Vegane Waffeln mit Kürbis

Was kann so ein Kürbis eigentlich nicht? Ich meine natürlich in der Küche. Man kann ihn herzhaft oder süß zubereiten, backen, grillen, kochen oder auch roh essen, schmeckt als Kürbissuppe, Kürbisplätzchen oder Pumpkin Pie. Die U.S. Amerikaner packen ihn sogar in den Kaffee und nennen es dann „Pumpkin Spiced Latte“. Warum also keine Kürbiswaffeln? Und das bitte in vegan. Hier mein Rezept.

Seit ein paar Tagen versuche ich mich in veganer Ernährung. Eigentlich wollte ich die „Vegan for fit“ Challenge probieren, doch eine sehr lernintensive Matheklausur stand mir bis Freitag im Weg. An kochen war nur nachts im Bett, beim Kochbuch lesen, zu denken und ich wäre sicher verhungert, hätte mein Herz Alexander mich nicht versorgt.

Freitag war der große Show Down, die Klausur lief über die Bühne, über Ergebnisse lässt sich nur spekulieren.
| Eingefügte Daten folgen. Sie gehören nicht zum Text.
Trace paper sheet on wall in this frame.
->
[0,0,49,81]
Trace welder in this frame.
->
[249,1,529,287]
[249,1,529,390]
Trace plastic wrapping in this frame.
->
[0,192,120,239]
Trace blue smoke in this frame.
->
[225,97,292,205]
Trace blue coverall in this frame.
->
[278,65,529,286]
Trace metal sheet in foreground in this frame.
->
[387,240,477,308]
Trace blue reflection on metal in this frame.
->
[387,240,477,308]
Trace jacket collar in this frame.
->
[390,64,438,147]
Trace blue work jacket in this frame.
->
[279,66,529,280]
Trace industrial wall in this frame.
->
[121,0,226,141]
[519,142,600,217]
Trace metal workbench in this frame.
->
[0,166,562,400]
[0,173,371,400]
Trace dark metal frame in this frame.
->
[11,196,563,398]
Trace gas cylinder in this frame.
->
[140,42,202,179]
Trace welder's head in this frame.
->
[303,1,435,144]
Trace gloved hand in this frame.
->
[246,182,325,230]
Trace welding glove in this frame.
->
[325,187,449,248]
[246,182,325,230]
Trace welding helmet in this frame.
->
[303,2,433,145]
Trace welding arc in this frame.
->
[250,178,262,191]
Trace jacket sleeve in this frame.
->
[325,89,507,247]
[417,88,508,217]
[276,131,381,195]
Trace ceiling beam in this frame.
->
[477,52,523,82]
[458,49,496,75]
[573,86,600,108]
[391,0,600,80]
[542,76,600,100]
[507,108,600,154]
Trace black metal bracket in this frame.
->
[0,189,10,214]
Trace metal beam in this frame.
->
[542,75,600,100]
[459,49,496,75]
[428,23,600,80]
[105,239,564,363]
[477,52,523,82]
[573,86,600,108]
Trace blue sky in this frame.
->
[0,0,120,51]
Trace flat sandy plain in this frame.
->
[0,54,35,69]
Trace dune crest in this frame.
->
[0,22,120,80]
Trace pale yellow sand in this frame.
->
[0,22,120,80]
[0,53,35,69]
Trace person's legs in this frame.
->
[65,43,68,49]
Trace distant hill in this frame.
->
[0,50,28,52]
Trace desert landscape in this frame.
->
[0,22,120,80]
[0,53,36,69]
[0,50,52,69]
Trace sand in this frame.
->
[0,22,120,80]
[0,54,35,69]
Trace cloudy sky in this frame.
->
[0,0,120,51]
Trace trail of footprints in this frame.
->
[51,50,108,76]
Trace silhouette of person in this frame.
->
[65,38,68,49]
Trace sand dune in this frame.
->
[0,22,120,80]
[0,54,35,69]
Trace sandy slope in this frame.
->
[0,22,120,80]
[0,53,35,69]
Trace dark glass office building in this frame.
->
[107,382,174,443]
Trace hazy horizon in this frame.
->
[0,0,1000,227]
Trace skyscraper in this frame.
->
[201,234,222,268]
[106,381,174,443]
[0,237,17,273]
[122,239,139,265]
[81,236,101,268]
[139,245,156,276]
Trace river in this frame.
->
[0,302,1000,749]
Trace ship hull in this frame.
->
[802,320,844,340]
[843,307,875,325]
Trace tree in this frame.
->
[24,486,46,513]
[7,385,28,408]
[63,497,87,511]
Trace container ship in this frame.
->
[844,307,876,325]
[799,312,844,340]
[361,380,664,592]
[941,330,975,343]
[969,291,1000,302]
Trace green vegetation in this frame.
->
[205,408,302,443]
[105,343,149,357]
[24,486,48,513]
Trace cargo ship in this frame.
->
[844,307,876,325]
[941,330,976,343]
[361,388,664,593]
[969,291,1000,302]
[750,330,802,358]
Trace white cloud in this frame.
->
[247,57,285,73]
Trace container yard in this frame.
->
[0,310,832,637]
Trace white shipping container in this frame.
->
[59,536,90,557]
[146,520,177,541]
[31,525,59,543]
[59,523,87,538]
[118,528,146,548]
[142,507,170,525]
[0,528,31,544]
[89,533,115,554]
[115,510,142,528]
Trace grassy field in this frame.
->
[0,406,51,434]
Heute habe ich also ein wenig Zeit mich um meine große Gemüseliebe zu kümmern. Nur was kann ich ausprobieren, was es nicht schon mal auf dem Blog gab? Ich habe sogar schon Brot mit Kürbis gebacken, es gab Kürbispie, Kürbisplätzchen, Kürbispuffer, Kürbispizza und die obligatorische Suppe. (Just in diesem Moment kommt mir die Idee für Ravioli, notiert!) Und so zerbrach ich mir gestern den Kopf über meinem Pumpkin Spiced Latte bis mir der Einfall kam: Waffeln!

Zutaten für 5 vegane Kürbiswaffeln

Kürbiswaffeln

  • 350g Hokkaidokürbis
  • Salz, Zucker und Zimt
  • 50ml Pflanzendrink (Ich habe Sojadrink verwendet)
  • 1/2 Banane
  • 3 Esslöffel gutes Rapsöl oder Nussöl
  • 20g frische Hefe (das entspricht einem halben Würfel)
  • 200g Dinkelmehl
  • 30-50g brauner Zucker
  • 1/2 Teelöffel Bakpulver
  • 1/2 Teelöffel Zimt
  • 1/4 Teelöffel Nelke
  • eine Prise Muskatnuss
  • Salz
  • Abrieb von 1/2 Orange

(1) Den Kürbis in grobe Würfel schneiden (über den Daumen 2*2 cm), auf einem Backblech verteilen und mit den Gewürzen bestreuen. Den Kürbis bei 180°C für 40 Minuten backen, bis er schön weich ist. Den Kürbis zusammen mit dem Pflanzendrink pürieren.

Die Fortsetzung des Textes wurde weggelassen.